North Sea drilling activity 'up by a third'
Friday, Jan 18, 2013
Drilling activity in the North Sea rose by a third last year, according to a new report.
Business advisers Deloitte found 65 exploration and appraisal wells were drilled on the UK Continental Shelf (UKCS), compared with 49 in 2011.
It suggested activity was boosted by a broader range of tax allowances and a sustained high oil price.
Interest in field development also reached a 10-year high, with 21 projects approved.
Eight projects involving redevelopment of older fields were also sanctioned by the Department of Energy and Climate Change (DECC).
The report by the Deloitte petroleum services group (PSG) suggested that the final quarter turned in the strongest performance of the year.
Some 29% of new wells which started over the course of 2012 were drilled between October and December.
More than 90% of new field developments in the UK were eligible for tax allowances following the 2012 Budget.
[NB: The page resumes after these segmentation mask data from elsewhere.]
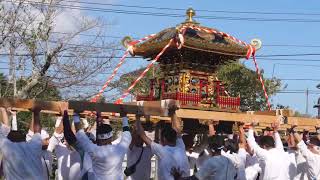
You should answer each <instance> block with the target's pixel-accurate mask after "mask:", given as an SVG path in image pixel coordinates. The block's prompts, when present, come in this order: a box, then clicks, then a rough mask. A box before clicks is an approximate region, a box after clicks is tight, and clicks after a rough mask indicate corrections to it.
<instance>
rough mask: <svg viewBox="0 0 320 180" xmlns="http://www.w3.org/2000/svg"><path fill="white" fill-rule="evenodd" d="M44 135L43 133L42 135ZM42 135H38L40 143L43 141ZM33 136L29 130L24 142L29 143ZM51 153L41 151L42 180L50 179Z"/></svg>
mask: <svg viewBox="0 0 320 180" xmlns="http://www.w3.org/2000/svg"><path fill="white" fill-rule="evenodd" d="M41 132H42V133H43V132H46V131H44V130H41ZM43 134H44V133H43ZM43 134H41V133H40V136H41V141H42V139H43V137H44V136H43ZM33 135H34V132H32V131H31V130H30V129H29V131H28V133H27V134H26V141H27V142H28V141H30V140H31V139H32V137H33ZM52 162H53V159H52V152H49V151H47V150H42V152H41V164H42V174H43V176H44V179H45V180H47V179H50V178H49V177H50V174H51V173H52Z"/></svg>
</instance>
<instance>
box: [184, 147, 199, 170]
mask: <svg viewBox="0 0 320 180" xmlns="http://www.w3.org/2000/svg"><path fill="white" fill-rule="evenodd" d="M186 155H187V158H188V161H189V166H190V174H191V175H193V174H194V172H193V171H194V168H195V167H196V168H197V170H198V165H197V161H198V158H199V153H196V152H191V153H190V152H188V151H187V152H186Z"/></svg>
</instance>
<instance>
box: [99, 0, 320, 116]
mask: <svg viewBox="0 0 320 180" xmlns="http://www.w3.org/2000/svg"><path fill="white" fill-rule="evenodd" d="M113 3H115V4H126V5H139V6H156V7H170V8H184V9H187V8H188V7H192V8H194V9H195V10H197V9H204V10H213V11H215V10H219V11H220V10H225V11H255V12H283V13H287V12H289V13H309V14H311V13H314V14H316V13H320V12H319V9H320V4H319V1H316V0H308V1H307V3H306V1H298V0H281V1H279V0H268V1H230V0H224V1H212V0H211V1H210V0H201V1H199V0H197V1H196V0H194V1H181V0H176V1H168V0H163V1H150V0H136V1H132V0H131V1H128V0H116V1H113ZM114 8H116V9H126V10H128V8H119V7H114ZM131 10H138V11H151V12H163V13H180V14H184V13H185V12H184V11H169V10H152V9H151V10H150V9H134V8H133V9H131ZM196 13H197V15H199V16H205V15H209V16H232V17H252V18H268V19H270V18H272V19H274V18H276V19H315V20H320V15H312V16H307V15H303V16H301V15H299V16H298V15H279V14H271V15H256V14H234V13H232V14H227V13H208V12H202V11H198V12H196ZM103 16H104V18H105V19H106V20H109V21H110V20H111V21H113V22H116V24H115V25H114V26H112V27H110V29H109V30H108V32H110V34H112V35H117V36H125V35H131V36H133V37H143V36H145V35H148V34H151V33H156V32H159V31H160V30H162V29H164V28H167V27H171V26H175V25H176V24H178V23H180V22H182V21H184V18H173V17H154V16H142V15H127V14H115V13H104V14H103ZM195 19H196V20H197V21H198V22H200V23H201V24H202V25H205V26H208V27H214V28H217V29H219V30H221V31H224V32H227V33H229V34H232V35H233V36H235V37H237V38H239V39H241V40H244V41H246V42H250V40H251V39H253V38H259V39H261V40H262V43H263V45H266V46H262V49H261V50H260V51H259V52H258V54H257V55H271V54H301V53H303V54H305V53H320V51H319V50H320V47H287V46H284V47H274V46H267V45H279V44H287V45H288V44H289V45H319V42H320V36H319V35H318V31H319V27H320V22H312V23H305V22H304V23H292V22H255V21H235V20H234V21H231V20H221V19H210V20H207V19H197V17H196V16H195ZM274 58H275V59H277V58H278V59H281V58H285V59H303V60H310V59H311V60H320V56H297V57H274ZM128 61H129V62H128V63H129V64H130V65H132V66H126V67H125V68H124V69H122V70H123V71H129V70H130V69H131V68H132V69H134V68H136V67H140V66H142V65H144V64H146V63H145V62H144V61H139V60H128ZM244 61H245V60H244ZM257 61H258V64H259V66H260V68H263V69H264V71H265V76H266V77H271V76H272V73H273V67H275V68H274V76H276V77H278V78H282V79H320V67H317V66H320V61H291V60H289V61H279V60H265V59H264V60H262V59H261V60H259V58H257ZM245 64H246V65H247V66H248V67H249V68H254V66H253V62H252V61H251V60H249V61H246V62H245ZM286 64H290V65H286ZM305 65H307V66H305ZM128 67H131V68H128ZM283 83H284V84H287V88H286V89H287V90H306V89H307V88H308V89H310V90H316V88H315V86H316V85H317V84H319V83H320V81H291V80H290V81H289V80H286V81H283ZM319 96H320V94H318V95H316V94H310V95H309V108H308V112H309V113H310V114H312V115H315V114H316V109H314V108H312V106H313V105H314V104H315V103H316V101H317V98H318V97H319ZM272 103H275V104H283V105H289V106H290V107H291V108H293V109H295V110H298V111H300V112H303V113H304V112H305V111H306V94H305V93H299V94H288V93H282V94H278V95H276V96H274V97H272Z"/></svg>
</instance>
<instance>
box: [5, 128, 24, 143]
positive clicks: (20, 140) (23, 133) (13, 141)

In March 2012, the Chancellor announced an increase in the small field allowance, and introduced a new allowance for large deep-water developments targeting West of Shetland.
A further new allowance for shallow water gas field developments was announced by the government in July 2012.
Deloitte PSG managing director Graham Sadler said oil firms were more confident about investing in the North Sea.
He added: "After several years of caution and uncertainty, we have a more positive environment, where a number of factors such as tax incentives, high oil price and appetite to invest have combined to make 2012 the most encouraging year for a long time.
"The government introduced a range of tax reliefs which have sufficient breadth and depth to create an environment in which companies of all sizes and investors have the confidence to take some risk and expand their operations in the North Sea."
Last year also saw a surge in the number of oil and gas fields which were bought and sold.
Across North West Europe, 129 deals were announced - 80 of which took place in the UK.
This equates to a 30% increase on the UK's 2011 deal figure.
These were split almost equally between farm-ins - companies taking a stake in another company's field - and deals to purchase oil and gas fields.
The average Brent oil price for the fourth quarter of 2012 was $110.44, slightly lower than the average for 2012 which was $111.70.